Council is already looking at some “daunting” numbers in its budget-planning process even though financial planning for 2013 is just getting underway.

At its first financial planning meetings Monday and Tuesday morning, council deliberated the base budget – services such as policing and fire that the city has no choice but to fund.

Due to inflationary items, contractual increases, wage settlements, and changes imposed on the city through legislation, council is facing a $713,600 increase in protective services.

Just that figure alone, if borne solely by the residential sector, would equate to a 4.75 per cent residential tax increase for 2013, however that is a preliminary calculation as the tax rate won’t be debated until February after service levels have been adjusted.

The biggest impacts to the base budget are an extra $660,335 in CUPE (Canadian Union of Public Employees), the fire fighters union, and management wage and benefit increases, as well as a $448,087 increase in the RCMP contract.

The base budget also includes an $88,000 reduction due to the loss of a roads foreman position as well as an extra $420,013 because the city has completed payments on the Community Centre, and an additional $14,500 in revenue generated from bylaw enforcement.

With the above reductions and increases, staff have a preliminary figure of a 2.89 per cent residential tax increase, barring each of the water, sewer, storm, and parks parcel taxes all remain the same as in 2012.

That would mean $1,384 in property taxes for the average home assessed at $268,000, an increase of $41 over 2012.

Coun.

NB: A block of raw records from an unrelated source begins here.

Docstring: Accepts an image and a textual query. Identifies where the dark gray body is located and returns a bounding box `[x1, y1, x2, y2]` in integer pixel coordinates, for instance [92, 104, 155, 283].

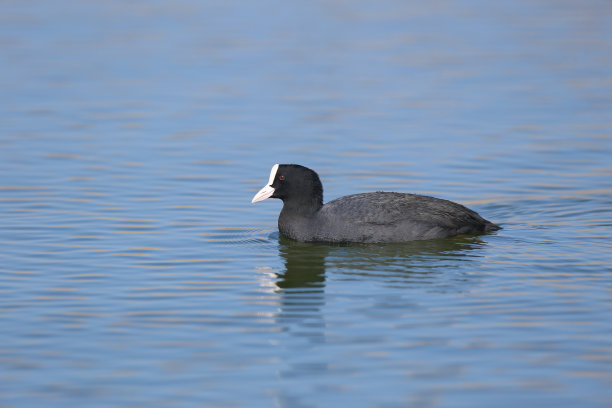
[278, 191, 499, 243]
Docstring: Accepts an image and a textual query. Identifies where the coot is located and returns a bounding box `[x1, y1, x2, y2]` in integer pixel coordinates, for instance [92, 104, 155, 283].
[252, 164, 500, 242]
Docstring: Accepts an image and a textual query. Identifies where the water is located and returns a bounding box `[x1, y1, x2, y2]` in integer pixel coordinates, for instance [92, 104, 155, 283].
[0, 0, 612, 407]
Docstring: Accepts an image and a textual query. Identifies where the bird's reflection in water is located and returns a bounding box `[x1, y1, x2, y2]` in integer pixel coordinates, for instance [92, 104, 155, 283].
[276, 236, 484, 342]
[275, 236, 485, 396]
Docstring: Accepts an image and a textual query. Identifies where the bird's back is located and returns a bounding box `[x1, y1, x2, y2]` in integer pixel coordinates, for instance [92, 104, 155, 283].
[312, 191, 499, 242]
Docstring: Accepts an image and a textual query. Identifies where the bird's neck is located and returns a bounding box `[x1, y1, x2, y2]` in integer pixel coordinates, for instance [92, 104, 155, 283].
[281, 197, 323, 217]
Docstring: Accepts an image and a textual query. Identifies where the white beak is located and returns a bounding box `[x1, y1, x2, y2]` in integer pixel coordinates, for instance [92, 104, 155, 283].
[251, 186, 274, 203]
[251, 164, 279, 203]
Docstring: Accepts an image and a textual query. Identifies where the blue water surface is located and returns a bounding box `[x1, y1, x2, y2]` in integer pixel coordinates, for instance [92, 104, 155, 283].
[0, 0, 612, 408]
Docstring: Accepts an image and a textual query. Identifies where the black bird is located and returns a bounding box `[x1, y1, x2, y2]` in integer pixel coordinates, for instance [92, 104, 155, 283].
[252, 164, 500, 242]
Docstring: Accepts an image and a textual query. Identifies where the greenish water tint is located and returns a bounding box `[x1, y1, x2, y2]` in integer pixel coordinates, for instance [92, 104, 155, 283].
[0, 0, 612, 408]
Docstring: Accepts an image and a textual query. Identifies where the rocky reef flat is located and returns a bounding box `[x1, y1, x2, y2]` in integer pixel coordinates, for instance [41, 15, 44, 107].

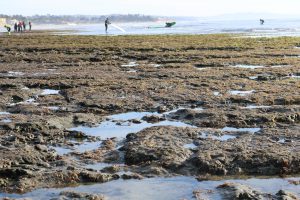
[0, 33, 300, 199]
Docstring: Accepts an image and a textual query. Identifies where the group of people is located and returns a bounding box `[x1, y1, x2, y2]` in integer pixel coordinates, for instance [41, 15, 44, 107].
[4, 21, 32, 35]
[14, 21, 32, 32]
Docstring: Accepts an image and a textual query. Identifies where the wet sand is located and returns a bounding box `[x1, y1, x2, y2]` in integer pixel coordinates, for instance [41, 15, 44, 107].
[0, 32, 300, 199]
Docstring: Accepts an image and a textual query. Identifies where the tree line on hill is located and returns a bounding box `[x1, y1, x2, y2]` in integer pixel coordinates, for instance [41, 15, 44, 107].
[0, 14, 158, 24]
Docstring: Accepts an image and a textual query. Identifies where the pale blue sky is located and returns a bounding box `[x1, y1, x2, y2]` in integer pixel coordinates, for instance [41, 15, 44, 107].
[0, 0, 300, 16]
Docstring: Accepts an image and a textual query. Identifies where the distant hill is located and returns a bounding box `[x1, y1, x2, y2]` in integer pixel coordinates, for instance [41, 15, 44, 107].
[0, 14, 158, 24]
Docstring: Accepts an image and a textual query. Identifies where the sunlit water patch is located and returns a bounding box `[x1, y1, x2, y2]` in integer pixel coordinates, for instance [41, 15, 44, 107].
[232, 65, 264, 69]
[41, 89, 59, 96]
[229, 90, 255, 96]
[121, 61, 138, 67]
[243, 105, 272, 109]
[70, 110, 194, 139]
[0, 176, 300, 200]
[201, 133, 236, 141]
[222, 127, 261, 134]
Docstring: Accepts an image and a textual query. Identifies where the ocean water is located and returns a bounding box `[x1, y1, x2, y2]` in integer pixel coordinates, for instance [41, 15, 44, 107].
[34, 19, 300, 37]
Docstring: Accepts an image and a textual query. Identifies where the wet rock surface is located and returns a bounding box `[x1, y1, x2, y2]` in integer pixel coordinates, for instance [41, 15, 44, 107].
[0, 34, 300, 199]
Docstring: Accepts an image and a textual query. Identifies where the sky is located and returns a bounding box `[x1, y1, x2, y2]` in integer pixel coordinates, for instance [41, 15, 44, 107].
[0, 0, 300, 17]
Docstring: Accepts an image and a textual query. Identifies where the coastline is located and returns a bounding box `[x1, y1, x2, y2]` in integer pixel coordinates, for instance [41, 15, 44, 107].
[0, 31, 300, 197]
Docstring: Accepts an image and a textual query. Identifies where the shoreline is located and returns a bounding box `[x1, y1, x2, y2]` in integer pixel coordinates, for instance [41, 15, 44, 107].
[0, 32, 300, 198]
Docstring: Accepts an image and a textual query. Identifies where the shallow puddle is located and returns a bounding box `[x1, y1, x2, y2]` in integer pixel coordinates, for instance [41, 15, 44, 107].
[46, 106, 60, 111]
[0, 112, 10, 115]
[1, 71, 25, 77]
[150, 64, 161, 67]
[70, 120, 192, 139]
[0, 176, 300, 200]
[126, 70, 137, 73]
[232, 65, 264, 69]
[201, 133, 236, 141]
[51, 141, 102, 156]
[121, 61, 139, 67]
[213, 92, 220, 96]
[229, 90, 255, 96]
[243, 105, 272, 109]
[183, 143, 197, 149]
[249, 76, 258, 80]
[221, 127, 261, 134]
[70, 108, 199, 139]
[0, 119, 12, 123]
[40, 89, 59, 96]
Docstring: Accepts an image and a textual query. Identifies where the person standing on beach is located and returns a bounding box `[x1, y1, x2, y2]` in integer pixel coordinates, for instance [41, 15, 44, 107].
[18, 21, 22, 33]
[4, 24, 11, 35]
[22, 21, 26, 31]
[104, 18, 111, 33]
[14, 22, 18, 32]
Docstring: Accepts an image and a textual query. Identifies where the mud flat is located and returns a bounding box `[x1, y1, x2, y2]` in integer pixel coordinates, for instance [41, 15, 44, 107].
[0, 33, 300, 199]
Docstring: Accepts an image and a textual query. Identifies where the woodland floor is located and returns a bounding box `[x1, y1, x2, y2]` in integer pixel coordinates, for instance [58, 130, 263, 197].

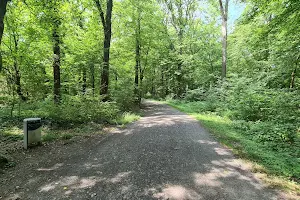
[0, 102, 296, 200]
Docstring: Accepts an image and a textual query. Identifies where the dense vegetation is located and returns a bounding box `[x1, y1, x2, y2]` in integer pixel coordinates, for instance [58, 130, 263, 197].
[0, 0, 300, 184]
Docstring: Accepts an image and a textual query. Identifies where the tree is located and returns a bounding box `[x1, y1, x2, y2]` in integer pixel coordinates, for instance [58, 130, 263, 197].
[95, 0, 113, 101]
[219, 0, 229, 78]
[0, 0, 10, 71]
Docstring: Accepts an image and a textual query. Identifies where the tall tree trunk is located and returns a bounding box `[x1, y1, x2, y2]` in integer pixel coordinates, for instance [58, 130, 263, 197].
[0, 0, 10, 71]
[90, 64, 95, 96]
[177, 1, 184, 98]
[52, 20, 61, 103]
[219, 0, 229, 78]
[13, 33, 26, 101]
[95, 0, 113, 101]
[134, 7, 141, 104]
[82, 67, 87, 95]
[290, 68, 297, 89]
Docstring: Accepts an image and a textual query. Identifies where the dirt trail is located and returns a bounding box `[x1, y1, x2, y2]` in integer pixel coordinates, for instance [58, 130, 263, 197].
[0, 102, 284, 200]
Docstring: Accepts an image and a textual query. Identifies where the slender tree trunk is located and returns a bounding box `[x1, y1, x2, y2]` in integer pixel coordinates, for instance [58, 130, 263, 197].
[95, 0, 113, 101]
[0, 0, 10, 71]
[82, 67, 87, 95]
[13, 33, 26, 101]
[134, 5, 141, 104]
[219, 0, 229, 78]
[52, 20, 61, 103]
[290, 68, 297, 89]
[90, 64, 95, 96]
[177, 1, 184, 98]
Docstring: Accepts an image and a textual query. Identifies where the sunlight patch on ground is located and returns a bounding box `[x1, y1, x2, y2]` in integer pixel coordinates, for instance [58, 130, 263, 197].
[40, 176, 102, 193]
[153, 185, 201, 200]
[37, 163, 64, 171]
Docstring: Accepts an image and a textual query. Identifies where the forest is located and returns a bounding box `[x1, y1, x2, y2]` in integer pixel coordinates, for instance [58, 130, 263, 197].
[0, 0, 300, 191]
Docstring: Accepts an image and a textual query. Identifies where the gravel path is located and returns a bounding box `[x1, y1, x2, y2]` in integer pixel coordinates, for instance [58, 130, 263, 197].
[0, 102, 284, 200]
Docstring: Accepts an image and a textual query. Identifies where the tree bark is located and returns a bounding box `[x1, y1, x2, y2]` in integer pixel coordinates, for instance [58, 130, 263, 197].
[13, 33, 26, 101]
[177, 1, 185, 98]
[219, 0, 229, 78]
[82, 66, 87, 95]
[134, 5, 141, 104]
[0, 0, 10, 71]
[95, 0, 113, 101]
[90, 63, 95, 96]
[52, 20, 61, 103]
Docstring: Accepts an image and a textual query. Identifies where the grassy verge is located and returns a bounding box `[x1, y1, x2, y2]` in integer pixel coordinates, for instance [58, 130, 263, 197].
[166, 101, 300, 194]
[0, 112, 140, 143]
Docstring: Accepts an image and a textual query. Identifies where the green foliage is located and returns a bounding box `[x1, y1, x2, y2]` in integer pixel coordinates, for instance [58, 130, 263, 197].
[117, 112, 140, 125]
[168, 101, 300, 180]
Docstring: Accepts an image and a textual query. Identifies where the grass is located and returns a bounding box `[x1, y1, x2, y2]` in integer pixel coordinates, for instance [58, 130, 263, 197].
[116, 112, 140, 125]
[0, 112, 140, 143]
[165, 101, 300, 193]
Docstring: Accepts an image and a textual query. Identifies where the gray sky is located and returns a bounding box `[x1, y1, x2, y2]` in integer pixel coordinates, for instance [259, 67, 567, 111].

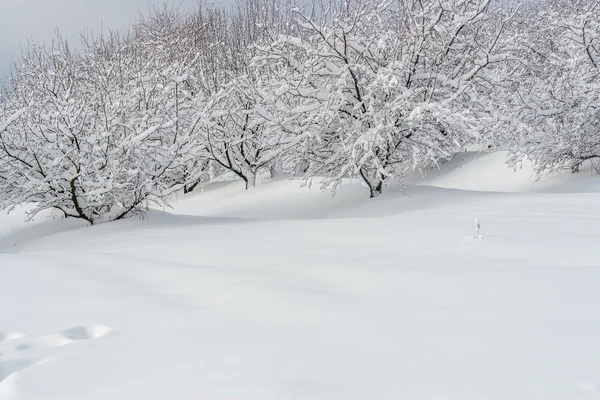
[0, 0, 203, 81]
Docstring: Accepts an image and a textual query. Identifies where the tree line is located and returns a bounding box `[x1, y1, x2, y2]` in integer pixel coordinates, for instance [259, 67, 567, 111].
[0, 0, 600, 224]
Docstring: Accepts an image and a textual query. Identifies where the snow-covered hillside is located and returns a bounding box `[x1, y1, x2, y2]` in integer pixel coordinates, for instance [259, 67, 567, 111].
[0, 153, 600, 400]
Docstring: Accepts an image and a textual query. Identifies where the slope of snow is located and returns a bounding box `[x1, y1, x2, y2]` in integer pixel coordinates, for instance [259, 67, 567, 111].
[0, 152, 600, 400]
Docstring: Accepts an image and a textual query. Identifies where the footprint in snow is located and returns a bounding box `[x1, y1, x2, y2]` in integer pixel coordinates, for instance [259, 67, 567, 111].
[0, 325, 115, 400]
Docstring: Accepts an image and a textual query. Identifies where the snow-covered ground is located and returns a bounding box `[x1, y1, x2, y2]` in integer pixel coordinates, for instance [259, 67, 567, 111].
[0, 153, 600, 400]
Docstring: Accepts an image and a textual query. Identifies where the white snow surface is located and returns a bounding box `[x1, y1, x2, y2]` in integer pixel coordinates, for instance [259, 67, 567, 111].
[0, 153, 600, 400]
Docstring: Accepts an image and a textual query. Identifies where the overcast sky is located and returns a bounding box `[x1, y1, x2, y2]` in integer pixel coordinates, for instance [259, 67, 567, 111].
[0, 0, 206, 80]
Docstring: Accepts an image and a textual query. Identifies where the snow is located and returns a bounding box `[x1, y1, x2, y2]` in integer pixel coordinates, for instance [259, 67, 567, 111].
[0, 153, 600, 400]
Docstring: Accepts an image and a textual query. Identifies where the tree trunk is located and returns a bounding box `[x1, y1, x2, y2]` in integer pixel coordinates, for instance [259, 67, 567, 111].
[245, 171, 256, 190]
[360, 169, 383, 199]
[369, 177, 383, 199]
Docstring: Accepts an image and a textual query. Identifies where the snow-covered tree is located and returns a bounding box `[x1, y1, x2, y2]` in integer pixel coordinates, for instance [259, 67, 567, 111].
[262, 0, 520, 197]
[505, 0, 600, 174]
[0, 35, 202, 224]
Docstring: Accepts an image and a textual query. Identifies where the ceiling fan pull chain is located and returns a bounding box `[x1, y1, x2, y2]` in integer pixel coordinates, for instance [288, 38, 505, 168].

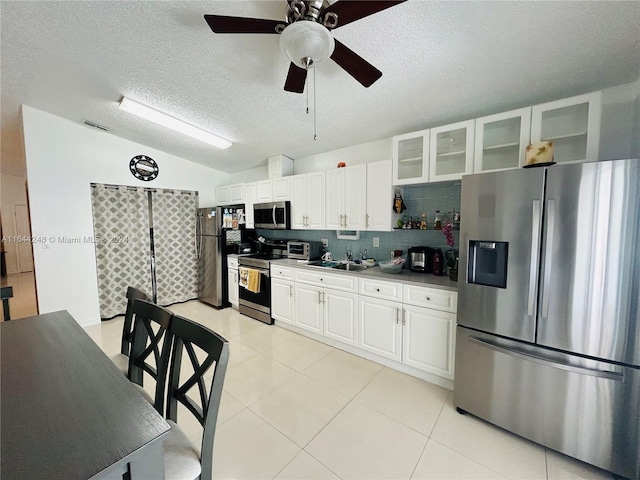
[304, 68, 309, 115]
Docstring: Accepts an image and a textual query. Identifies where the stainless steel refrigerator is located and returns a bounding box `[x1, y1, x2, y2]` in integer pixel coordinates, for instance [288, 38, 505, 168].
[454, 159, 640, 478]
[196, 205, 244, 308]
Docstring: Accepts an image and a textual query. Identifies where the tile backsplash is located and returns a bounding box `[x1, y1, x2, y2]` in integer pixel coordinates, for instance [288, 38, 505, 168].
[258, 181, 461, 260]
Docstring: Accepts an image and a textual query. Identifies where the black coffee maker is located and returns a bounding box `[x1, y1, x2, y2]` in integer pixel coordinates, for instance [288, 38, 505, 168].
[408, 247, 437, 273]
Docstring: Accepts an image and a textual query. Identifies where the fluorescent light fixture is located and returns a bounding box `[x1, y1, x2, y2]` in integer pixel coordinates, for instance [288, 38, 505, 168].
[120, 97, 232, 149]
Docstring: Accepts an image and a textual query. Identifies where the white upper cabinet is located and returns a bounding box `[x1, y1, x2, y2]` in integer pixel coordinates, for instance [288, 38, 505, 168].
[244, 182, 258, 228]
[228, 183, 244, 205]
[256, 180, 273, 203]
[474, 107, 531, 173]
[366, 160, 400, 232]
[271, 177, 291, 202]
[531, 92, 602, 163]
[289, 172, 325, 230]
[429, 120, 475, 182]
[325, 164, 367, 230]
[393, 130, 429, 185]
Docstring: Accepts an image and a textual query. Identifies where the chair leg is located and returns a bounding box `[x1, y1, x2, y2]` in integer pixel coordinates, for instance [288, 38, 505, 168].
[2, 298, 11, 321]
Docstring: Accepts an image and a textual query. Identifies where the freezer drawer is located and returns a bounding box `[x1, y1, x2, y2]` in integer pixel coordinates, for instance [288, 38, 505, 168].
[454, 326, 640, 478]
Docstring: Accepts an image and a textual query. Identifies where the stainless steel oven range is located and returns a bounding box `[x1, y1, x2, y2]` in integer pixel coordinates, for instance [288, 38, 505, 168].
[238, 253, 281, 325]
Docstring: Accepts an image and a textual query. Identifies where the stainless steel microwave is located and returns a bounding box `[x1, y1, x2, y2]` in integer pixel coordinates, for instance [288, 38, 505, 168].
[253, 201, 291, 230]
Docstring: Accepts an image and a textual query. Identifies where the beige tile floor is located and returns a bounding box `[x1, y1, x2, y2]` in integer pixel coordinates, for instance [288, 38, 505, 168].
[87, 302, 615, 480]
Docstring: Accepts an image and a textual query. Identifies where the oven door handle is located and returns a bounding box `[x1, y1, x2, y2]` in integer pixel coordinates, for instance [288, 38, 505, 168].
[240, 265, 270, 278]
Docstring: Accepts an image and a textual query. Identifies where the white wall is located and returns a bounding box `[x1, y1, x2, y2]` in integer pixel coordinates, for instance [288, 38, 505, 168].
[0, 173, 27, 273]
[22, 106, 228, 325]
[598, 82, 640, 160]
[293, 138, 392, 175]
[631, 77, 640, 158]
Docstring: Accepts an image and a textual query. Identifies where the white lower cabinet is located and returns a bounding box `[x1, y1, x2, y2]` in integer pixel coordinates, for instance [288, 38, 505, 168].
[294, 283, 324, 335]
[324, 288, 358, 346]
[358, 296, 402, 362]
[402, 305, 456, 379]
[271, 278, 295, 325]
[271, 265, 457, 381]
[294, 283, 358, 345]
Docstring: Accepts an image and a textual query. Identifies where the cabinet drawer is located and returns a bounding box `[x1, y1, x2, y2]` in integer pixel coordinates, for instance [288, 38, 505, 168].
[271, 265, 293, 280]
[402, 285, 458, 313]
[295, 268, 358, 293]
[360, 278, 402, 302]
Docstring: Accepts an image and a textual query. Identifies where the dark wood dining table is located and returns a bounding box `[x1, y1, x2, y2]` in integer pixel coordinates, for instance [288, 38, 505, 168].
[0, 311, 170, 480]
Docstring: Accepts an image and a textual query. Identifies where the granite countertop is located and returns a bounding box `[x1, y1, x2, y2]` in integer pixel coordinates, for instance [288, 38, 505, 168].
[271, 258, 458, 292]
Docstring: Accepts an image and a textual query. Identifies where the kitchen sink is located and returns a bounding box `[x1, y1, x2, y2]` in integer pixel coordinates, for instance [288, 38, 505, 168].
[331, 263, 369, 272]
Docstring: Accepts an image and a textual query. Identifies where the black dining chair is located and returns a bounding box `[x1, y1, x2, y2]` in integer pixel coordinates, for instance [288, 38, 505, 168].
[0, 287, 13, 321]
[110, 287, 149, 375]
[127, 300, 172, 415]
[163, 315, 229, 480]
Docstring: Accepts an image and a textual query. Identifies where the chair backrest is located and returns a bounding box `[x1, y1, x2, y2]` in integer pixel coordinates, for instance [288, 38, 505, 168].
[127, 300, 172, 415]
[167, 315, 229, 480]
[0, 287, 13, 320]
[120, 287, 149, 356]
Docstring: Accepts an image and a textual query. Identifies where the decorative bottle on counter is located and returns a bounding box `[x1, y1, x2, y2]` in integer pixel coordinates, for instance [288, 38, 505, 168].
[433, 210, 442, 230]
[433, 250, 442, 277]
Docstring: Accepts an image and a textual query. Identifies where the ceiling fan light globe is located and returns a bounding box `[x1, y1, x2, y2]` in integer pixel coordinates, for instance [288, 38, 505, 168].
[280, 20, 336, 68]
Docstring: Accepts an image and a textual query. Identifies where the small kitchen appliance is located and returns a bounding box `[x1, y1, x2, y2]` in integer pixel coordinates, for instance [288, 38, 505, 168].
[287, 240, 323, 260]
[409, 247, 436, 273]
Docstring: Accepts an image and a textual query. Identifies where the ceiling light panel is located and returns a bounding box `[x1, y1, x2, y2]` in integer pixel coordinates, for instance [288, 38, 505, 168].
[119, 97, 232, 149]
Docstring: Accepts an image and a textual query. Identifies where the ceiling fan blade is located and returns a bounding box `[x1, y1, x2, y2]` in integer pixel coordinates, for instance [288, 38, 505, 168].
[322, 0, 406, 28]
[204, 15, 286, 33]
[284, 62, 307, 93]
[331, 39, 382, 87]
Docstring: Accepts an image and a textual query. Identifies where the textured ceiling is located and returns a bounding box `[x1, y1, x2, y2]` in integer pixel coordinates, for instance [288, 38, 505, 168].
[0, 0, 640, 178]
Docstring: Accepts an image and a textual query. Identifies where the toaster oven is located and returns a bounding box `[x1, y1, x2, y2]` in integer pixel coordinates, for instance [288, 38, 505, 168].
[287, 240, 323, 260]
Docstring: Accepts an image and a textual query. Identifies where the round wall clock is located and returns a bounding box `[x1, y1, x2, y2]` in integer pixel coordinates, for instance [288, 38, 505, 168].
[129, 155, 160, 182]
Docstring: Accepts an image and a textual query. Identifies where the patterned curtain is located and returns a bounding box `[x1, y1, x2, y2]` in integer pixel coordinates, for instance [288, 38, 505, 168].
[91, 184, 151, 319]
[151, 190, 198, 305]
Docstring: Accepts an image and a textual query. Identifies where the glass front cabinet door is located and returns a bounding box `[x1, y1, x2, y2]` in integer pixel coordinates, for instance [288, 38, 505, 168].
[474, 107, 531, 173]
[531, 92, 602, 163]
[429, 120, 475, 182]
[393, 130, 429, 185]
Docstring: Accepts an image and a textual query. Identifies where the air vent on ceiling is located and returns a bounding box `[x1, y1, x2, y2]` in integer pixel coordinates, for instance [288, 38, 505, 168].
[82, 119, 110, 132]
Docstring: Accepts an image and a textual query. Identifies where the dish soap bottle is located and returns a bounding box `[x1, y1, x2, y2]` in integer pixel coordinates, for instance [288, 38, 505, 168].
[433, 210, 442, 230]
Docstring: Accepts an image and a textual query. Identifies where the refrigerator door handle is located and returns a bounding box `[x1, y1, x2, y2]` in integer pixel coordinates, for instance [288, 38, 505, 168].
[527, 200, 540, 317]
[467, 335, 624, 381]
[195, 215, 202, 258]
[542, 200, 556, 318]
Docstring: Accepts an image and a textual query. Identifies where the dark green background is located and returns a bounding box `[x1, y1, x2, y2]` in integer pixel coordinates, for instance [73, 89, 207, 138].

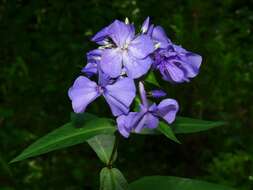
[0, 0, 253, 190]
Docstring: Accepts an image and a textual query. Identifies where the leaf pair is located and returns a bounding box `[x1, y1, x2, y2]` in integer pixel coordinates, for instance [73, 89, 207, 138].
[130, 176, 235, 190]
[11, 113, 224, 164]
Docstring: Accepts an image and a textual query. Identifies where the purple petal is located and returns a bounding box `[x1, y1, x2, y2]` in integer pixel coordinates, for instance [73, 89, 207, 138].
[157, 99, 179, 124]
[139, 82, 148, 108]
[162, 63, 185, 83]
[134, 112, 147, 133]
[123, 54, 152, 79]
[145, 113, 159, 129]
[152, 26, 171, 48]
[141, 17, 150, 33]
[68, 76, 100, 113]
[100, 49, 122, 78]
[128, 35, 155, 59]
[104, 78, 136, 116]
[117, 112, 136, 138]
[150, 90, 167, 98]
[82, 62, 98, 77]
[147, 24, 154, 36]
[110, 20, 135, 48]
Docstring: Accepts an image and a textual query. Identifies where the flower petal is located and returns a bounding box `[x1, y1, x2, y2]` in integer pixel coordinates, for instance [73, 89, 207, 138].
[141, 16, 150, 33]
[110, 20, 135, 48]
[123, 54, 152, 79]
[104, 78, 136, 116]
[139, 82, 148, 109]
[100, 49, 122, 78]
[68, 76, 100, 113]
[157, 99, 179, 124]
[160, 63, 186, 83]
[184, 53, 202, 78]
[145, 113, 159, 129]
[128, 35, 155, 59]
[117, 112, 136, 138]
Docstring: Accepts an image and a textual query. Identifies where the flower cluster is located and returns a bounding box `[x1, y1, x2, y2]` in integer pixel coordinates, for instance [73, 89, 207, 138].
[68, 17, 202, 137]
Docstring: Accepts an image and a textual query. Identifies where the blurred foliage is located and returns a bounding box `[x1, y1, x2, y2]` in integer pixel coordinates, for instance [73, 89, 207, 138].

Andy Adams said having budget planning begin earlier than usual and having the budget process split into three different sections will help mitigate a difficult situation.

“In my seven years on council this is the first time we’ve had this level of detail or opportunity before the fiscal year,” Adams said. “The numbers provided are daunting and the division of A, B, and C will do a number of things.

“First, by dealing with part A now, we’re enabling staff to move forward with plans right at the get go. Any changes can take effect at the beginning of the fiscal year.”

Mayor Walter Jakeway, who has been advocating for an earlier budget planning process for more than a year said having the budget formed by March will allow council to turn its attention toward other pressing issues.

“To have this process going on in December is a monumental change,” Jakeway said. “It will allow things to be calmer in 2013 and it will allow council to do other things. I can only see good things come out of this change.”

Adams agreed.

“I think this puts us in an excellent position to see the bigger picture,” he said while reminding his fellow councillors to think a few months down the road when making decisions.

“When you take a look at the numbers before us today,” Adams said during the first budget meeting Monday morning. “Just as being the base, it’s a 2.89 per cent increase (over last year). Then when we get to part C, anything we add onto that will add a percentage increase to that amount.”

Coun. Claire Moglove expressed concern with how high the increase over last year is before even getting into service and taxation levels, which will be part C, scheduled for February.

“If it wasn’t for the fact the payments for the Community Centre are coming to an end, it would be closer to five per cent,” Moglove said. “I think it shows how difficult it is to control the budget. We’re just starting and it’s already a five per cent increase if not for Community Centre payments coming to an end.”

As it stands now, city expenses for 2013 include: Administration ($1.8 million); Police ($8.4 million); Fire ($4.6 million); Corporate Services ($6.7 million); Facilities and Supply Management ($2.1 million); Operations ($11.4 million); Parks, Recreation and Culture ($5.9 million) as well as $3.8 million for water, $3.3 million in sewer costs and $2.7 million for the airport.